Par la suite, le CISSSO continuera à étendre l'application de l'arrêté ministériel sur une base graduelle «dans l'ensemble des milieux visés». L'organisation ne précise cependant pas l'échéancier pour que cette mesure soit étendue à tous les employés concernés.

Secteurs visés

  • Les urgences (à l’exception des urgences psychiatriques);
  • Les unités de soins intensifs (à l’exception des soins intensifs psychiatriques);
  • Les cliniques dédiées (dépistage, évaluation et vaccination) à la COVID-19;
  • Les unités identifiées par un établissement afin de regrouper la clientèle présentant un diagnostic positif à la COVID-19;
  • Les centres d’hébergement et de soins de longue durée (CHSLD) (publics et privés conventionnés);
  • Les autres unités d’hébergement;
  • Les unités de pneumologie.

Source : CISSSO

Le CISSSO procède encore à «des travaux sont présentement en cours afin d’identifier les employés qui devront se soumettre au dépistage obligatoire». L'organisation sait que le taux de vaccination de ses employés se situe actuellement à 67%, mais ne sait pas à combien s'élève ce taux spécifiquement pour les travailleurs visés par l'arrêté ministériel.

«Nous avons environ 4 000 employés non vaccinés à l’heure actuelle, a indiqué le CISSSO. Il est important de rappeler que ce ne sont pas tous les employés qui sont admissibles à la vaccination. […] Dans les dernières semaines, nous avons vacciné en moyenne 2000 travailleurs de la santé par semaine.
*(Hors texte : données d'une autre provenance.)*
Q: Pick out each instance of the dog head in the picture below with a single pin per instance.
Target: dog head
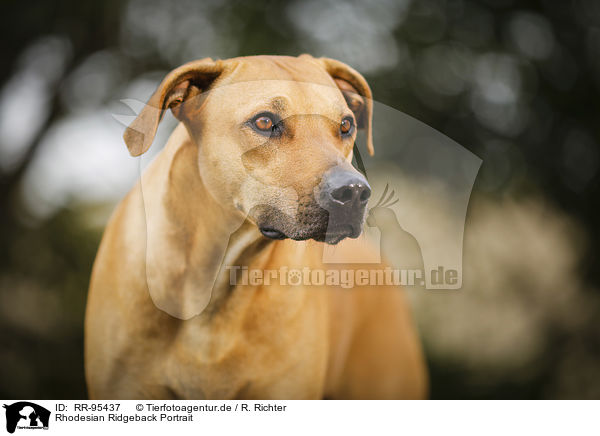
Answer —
(275, 138)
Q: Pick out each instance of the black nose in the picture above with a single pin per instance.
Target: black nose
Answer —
(346, 190)
(352, 193)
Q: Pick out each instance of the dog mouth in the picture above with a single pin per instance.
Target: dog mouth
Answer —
(329, 236)
(272, 233)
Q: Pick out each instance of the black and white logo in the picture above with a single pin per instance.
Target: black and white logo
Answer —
(26, 415)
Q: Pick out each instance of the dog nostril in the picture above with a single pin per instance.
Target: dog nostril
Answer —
(343, 194)
(365, 195)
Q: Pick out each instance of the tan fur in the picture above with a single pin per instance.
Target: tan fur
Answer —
(162, 320)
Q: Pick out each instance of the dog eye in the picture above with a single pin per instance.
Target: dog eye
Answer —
(346, 126)
(263, 123)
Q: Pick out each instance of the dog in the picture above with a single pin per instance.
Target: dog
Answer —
(257, 176)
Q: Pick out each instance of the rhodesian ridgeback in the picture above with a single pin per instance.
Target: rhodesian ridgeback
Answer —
(257, 177)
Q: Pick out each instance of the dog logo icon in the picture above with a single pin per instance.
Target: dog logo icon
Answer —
(26, 415)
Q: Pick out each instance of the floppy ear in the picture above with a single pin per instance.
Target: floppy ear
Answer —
(357, 93)
(181, 84)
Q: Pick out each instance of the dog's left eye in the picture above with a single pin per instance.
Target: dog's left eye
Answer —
(346, 126)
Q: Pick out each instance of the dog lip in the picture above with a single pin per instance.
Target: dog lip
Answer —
(272, 233)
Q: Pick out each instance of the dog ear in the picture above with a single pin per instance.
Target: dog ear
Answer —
(357, 93)
(181, 84)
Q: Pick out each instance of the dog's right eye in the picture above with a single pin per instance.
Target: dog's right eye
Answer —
(264, 123)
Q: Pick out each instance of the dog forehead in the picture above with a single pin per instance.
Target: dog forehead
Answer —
(299, 69)
(298, 85)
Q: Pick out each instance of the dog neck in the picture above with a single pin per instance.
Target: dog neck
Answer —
(188, 266)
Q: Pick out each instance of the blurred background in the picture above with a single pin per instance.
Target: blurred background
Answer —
(515, 82)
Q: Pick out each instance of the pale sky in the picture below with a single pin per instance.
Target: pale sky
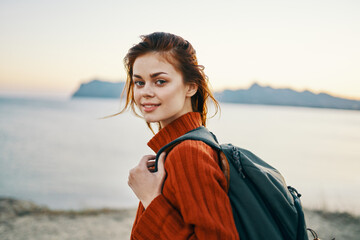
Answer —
(50, 47)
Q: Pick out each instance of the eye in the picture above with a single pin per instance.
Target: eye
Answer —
(160, 82)
(139, 83)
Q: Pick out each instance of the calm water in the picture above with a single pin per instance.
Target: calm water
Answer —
(59, 153)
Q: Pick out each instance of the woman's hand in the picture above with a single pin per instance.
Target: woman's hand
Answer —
(145, 184)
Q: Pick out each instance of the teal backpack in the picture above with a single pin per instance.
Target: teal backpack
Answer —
(263, 206)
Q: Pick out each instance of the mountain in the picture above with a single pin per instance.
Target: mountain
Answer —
(100, 89)
(255, 94)
(266, 95)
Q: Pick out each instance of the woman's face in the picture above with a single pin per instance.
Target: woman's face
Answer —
(159, 89)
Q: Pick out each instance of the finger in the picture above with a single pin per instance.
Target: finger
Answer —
(151, 162)
(161, 161)
(145, 159)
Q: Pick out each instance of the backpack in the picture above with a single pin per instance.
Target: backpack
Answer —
(263, 206)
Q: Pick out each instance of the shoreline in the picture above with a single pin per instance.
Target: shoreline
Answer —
(21, 219)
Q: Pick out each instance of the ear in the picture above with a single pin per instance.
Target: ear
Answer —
(192, 89)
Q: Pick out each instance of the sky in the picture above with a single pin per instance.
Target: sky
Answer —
(50, 47)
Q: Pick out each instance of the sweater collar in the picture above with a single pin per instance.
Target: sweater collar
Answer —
(175, 129)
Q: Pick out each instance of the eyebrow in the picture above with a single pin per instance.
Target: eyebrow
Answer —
(151, 75)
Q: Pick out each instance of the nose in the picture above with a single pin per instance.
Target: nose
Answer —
(147, 91)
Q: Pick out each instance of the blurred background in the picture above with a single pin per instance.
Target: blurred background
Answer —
(55, 151)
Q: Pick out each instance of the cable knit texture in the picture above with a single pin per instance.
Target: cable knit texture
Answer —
(194, 203)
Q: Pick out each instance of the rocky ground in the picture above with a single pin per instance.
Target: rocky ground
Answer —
(26, 220)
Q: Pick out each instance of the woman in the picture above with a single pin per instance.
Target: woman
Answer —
(165, 82)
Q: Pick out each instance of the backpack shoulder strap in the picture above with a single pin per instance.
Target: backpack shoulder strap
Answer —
(204, 135)
(200, 134)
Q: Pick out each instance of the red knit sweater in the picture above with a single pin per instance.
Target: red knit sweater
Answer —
(194, 203)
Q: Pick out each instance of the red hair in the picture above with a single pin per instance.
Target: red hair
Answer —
(181, 54)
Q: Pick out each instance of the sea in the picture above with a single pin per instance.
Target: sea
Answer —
(64, 153)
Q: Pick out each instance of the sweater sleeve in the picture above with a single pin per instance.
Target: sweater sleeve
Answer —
(201, 208)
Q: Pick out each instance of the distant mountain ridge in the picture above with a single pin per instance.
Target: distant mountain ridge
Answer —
(255, 94)
(266, 95)
(99, 89)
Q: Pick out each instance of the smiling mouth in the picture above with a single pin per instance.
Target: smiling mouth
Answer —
(150, 107)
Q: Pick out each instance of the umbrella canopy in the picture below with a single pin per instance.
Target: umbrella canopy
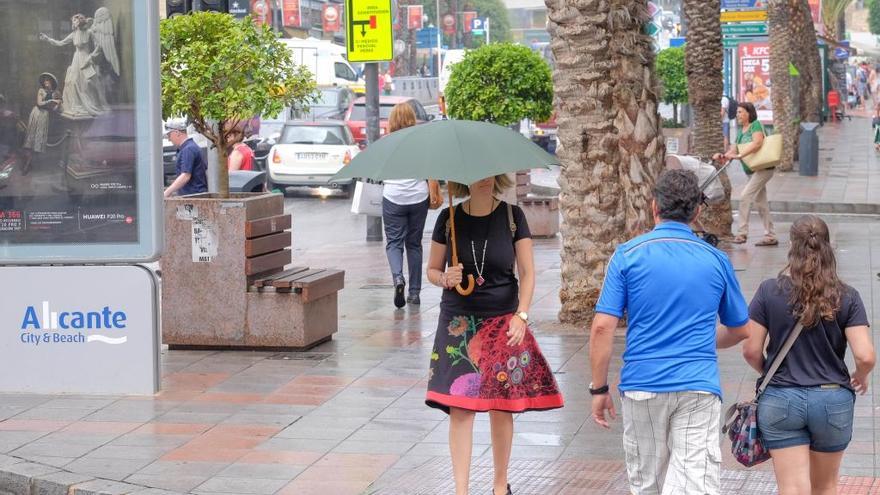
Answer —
(460, 151)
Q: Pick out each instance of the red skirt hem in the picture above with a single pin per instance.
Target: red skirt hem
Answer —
(542, 403)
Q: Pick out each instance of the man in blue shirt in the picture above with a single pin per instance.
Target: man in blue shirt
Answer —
(673, 287)
(192, 171)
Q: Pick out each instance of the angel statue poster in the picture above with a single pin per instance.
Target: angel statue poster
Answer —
(95, 65)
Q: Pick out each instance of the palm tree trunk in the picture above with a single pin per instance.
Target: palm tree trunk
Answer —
(704, 58)
(779, 18)
(807, 61)
(609, 129)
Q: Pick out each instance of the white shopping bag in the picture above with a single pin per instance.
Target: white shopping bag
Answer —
(367, 199)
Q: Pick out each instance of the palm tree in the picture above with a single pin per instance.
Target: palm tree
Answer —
(779, 18)
(832, 13)
(806, 59)
(704, 57)
(609, 131)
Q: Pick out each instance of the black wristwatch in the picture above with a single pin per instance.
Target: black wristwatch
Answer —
(599, 391)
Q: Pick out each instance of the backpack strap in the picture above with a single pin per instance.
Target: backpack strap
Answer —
(510, 220)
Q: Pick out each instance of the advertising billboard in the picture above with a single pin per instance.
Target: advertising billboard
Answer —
(754, 78)
(79, 131)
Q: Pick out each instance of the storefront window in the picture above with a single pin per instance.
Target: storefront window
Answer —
(73, 121)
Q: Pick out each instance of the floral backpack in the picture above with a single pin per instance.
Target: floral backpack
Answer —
(742, 418)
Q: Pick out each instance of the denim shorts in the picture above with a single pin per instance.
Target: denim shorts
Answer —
(821, 417)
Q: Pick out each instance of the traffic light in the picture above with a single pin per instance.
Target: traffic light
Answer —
(210, 5)
(177, 7)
Nous sommes donc confiants que le taux de vaccination de nos employés qui se situe à 67% aujourd’hui continuera d’augmenter de jour en jour comme nous l’observons présentement.»

Tests rapides

Le CISSSO a précisé que le dépistage des employés non vaccinés qui sont soumis à l'arrêté ministériel se fera par le biais de tests rapides «qui seront déployés graduellement dans l’organisation». «Ces tests n’ont pas besoin d’être analysés en laboratoire, ce qui limitera les impacts sur notre capacité de dépistage pour la population générale», a souligné la porte-parole de l'organisation, Marie-Pier Després.
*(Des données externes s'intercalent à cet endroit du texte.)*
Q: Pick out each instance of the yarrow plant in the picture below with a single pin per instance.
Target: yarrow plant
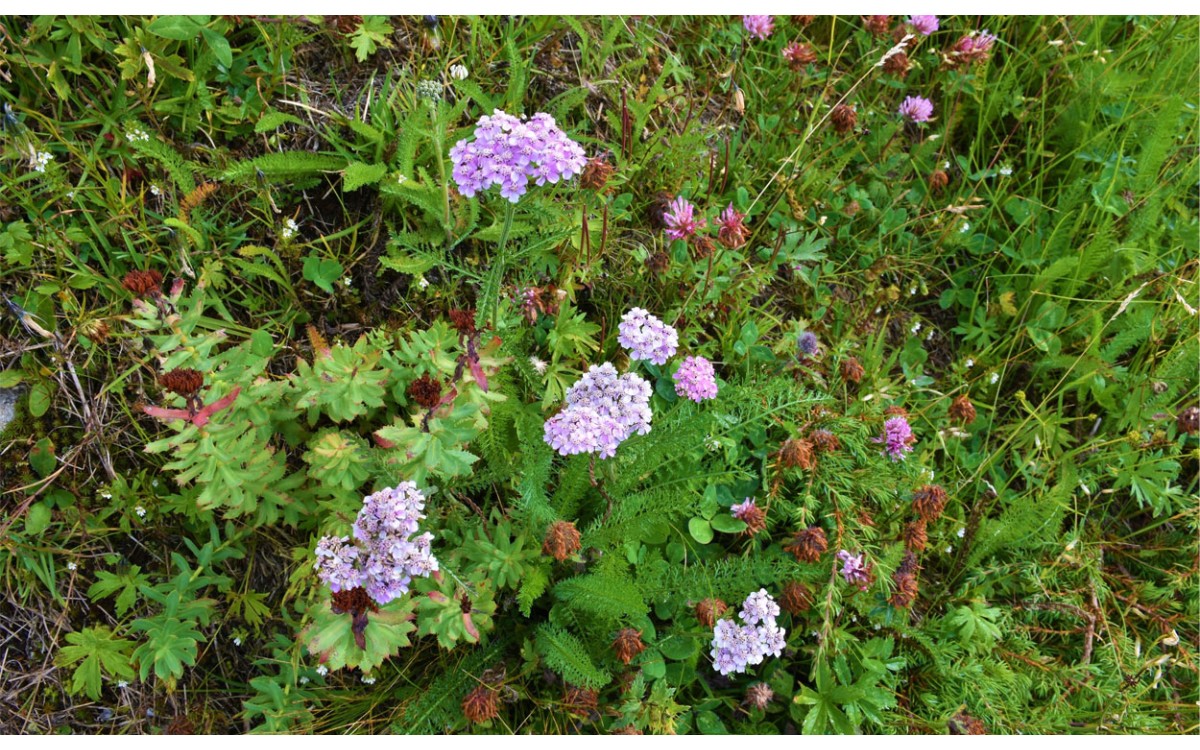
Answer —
(759, 27)
(737, 647)
(646, 337)
(384, 556)
(696, 379)
(509, 154)
(603, 411)
(897, 437)
(917, 109)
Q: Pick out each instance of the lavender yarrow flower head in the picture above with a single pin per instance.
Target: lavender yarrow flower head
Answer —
(696, 379)
(853, 570)
(681, 220)
(383, 558)
(897, 437)
(582, 430)
(337, 563)
(923, 24)
(624, 399)
(736, 647)
(917, 109)
(508, 153)
(808, 343)
(647, 337)
(759, 27)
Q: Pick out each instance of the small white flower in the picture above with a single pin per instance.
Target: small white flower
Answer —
(40, 160)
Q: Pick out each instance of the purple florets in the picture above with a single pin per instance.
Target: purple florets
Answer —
(759, 27)
(808, 343)
(736, 647)
(509, 153)
(923, 24)
(897, 438)
(582, 430)
(917, 109)
(603, 409)
(384, 558)
(647, 337)
(696, 379)
(853, 570)
(681, 220)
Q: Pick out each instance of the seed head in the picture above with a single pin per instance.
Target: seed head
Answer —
(562, 540)
(809, 545)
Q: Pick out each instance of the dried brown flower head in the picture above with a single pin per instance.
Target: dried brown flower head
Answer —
(426, 390)
(898, 64)
(708, 611)
(809, 545)
(797, 453)
(825, 441)
(961, 409)
(1188, 420)
(844, 118)
(965, 724)
(562, 540)
(142, 283)
(463, 321)
(628, 645)
(879, 25)
(915, 537)
(759, 695)
(796, 598)
(581, 701)
(597, 173)
(937, 180)
(183, 382)
(480, 705)
(851, 370)
(929, 502)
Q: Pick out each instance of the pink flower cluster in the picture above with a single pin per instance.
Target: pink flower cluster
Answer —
(737, 647)
(647, 337)
(917, 109)
(696, 379)
(759, 27)
(603, 411)
(384, 556)
(853, 570)
(897, 437)
(509, 153)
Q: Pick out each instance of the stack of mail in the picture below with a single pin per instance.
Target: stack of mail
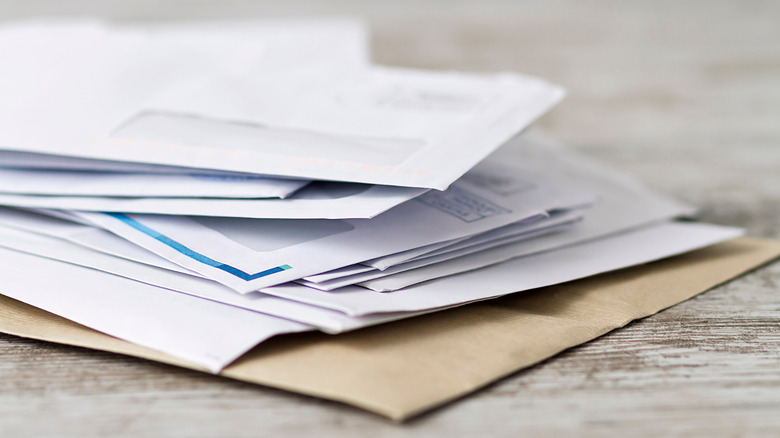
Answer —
(199, 188)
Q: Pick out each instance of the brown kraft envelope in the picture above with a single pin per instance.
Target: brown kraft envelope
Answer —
(404, 368)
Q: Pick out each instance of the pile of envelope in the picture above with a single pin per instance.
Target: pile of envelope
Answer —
(199, 188)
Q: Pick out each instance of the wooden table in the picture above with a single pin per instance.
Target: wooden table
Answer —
(685, 95)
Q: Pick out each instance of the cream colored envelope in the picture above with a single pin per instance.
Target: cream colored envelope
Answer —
(404, 368)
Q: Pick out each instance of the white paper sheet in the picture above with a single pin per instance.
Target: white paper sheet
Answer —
(86, 236)
(329, 321)
(622, 204)
(577, 261)
(203, 103)
(247, 255)
(76, 183)
(561, 225)
(200, 331)
(318, 200)
(383, 263)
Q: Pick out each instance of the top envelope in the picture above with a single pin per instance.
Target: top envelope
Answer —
(149, 98)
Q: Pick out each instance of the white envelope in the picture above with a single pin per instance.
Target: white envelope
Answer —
(564, 224)
(329, 321)
(201, 103)
(87, 236)
(318, 200)
(73, 183)
(249, 254)
(565, 264)
(204, 332)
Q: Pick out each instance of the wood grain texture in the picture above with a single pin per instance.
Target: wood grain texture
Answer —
(685, 95)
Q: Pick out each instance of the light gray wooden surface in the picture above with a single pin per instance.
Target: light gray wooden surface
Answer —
(684, 94)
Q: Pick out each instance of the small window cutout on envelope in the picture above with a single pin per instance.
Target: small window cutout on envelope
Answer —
(191, 130)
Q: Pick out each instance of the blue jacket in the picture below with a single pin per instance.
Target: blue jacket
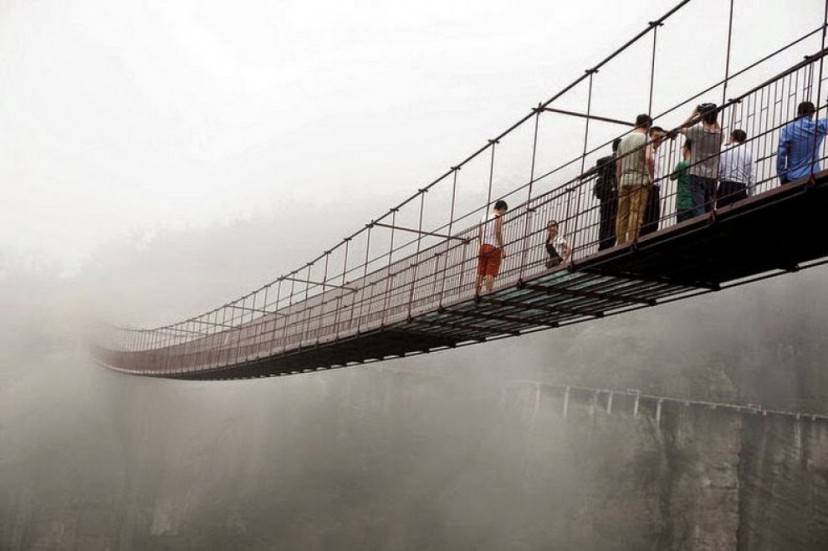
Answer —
(800, 146)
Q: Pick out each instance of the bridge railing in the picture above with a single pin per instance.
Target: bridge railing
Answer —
(410, 262)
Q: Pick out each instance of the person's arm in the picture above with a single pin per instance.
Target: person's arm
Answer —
(499, 234)
(782, 155)
(676, 174)
(567, 251)
(689, 122)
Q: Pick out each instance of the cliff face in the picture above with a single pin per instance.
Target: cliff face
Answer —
(462, 450)
(398, 458)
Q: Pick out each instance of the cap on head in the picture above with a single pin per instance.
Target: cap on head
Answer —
(739, 135)
(806, 108)
(709, 112)
(643, 121)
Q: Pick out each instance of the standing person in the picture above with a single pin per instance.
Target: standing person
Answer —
(652, 213)
(684, 199)
(606, 191)
(634, 173)
(735, 171)
(491, 247)
(799, 145)
(557, 247)
(702, 127)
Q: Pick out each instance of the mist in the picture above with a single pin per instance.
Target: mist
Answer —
(162, 159)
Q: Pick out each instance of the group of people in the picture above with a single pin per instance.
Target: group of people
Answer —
(628, 182)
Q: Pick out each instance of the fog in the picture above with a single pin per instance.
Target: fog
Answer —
(160, 159)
Les employés qui ne seront pas en mesure de fournir une preuve de vaccination au CISSSO devront donc passer trois tests de dépistage par semaine «afin de prévenir des éclosions dans nos milieux de vie et nos milieux de soins». L'organisation précise que du dépistage est aussi effectué, depuis le début de la pandémie, dans les milieux où des éclosions sont détectées.

En cas de refus de se soumettre au dépistage, les employés non vaccinés doivent être «réaffectés à des tâches similaires dans un milieu non visé ou placés en retrait sans rémunération si la réaffectation n’est pas possible ou si elle est refusée par les travailleurs».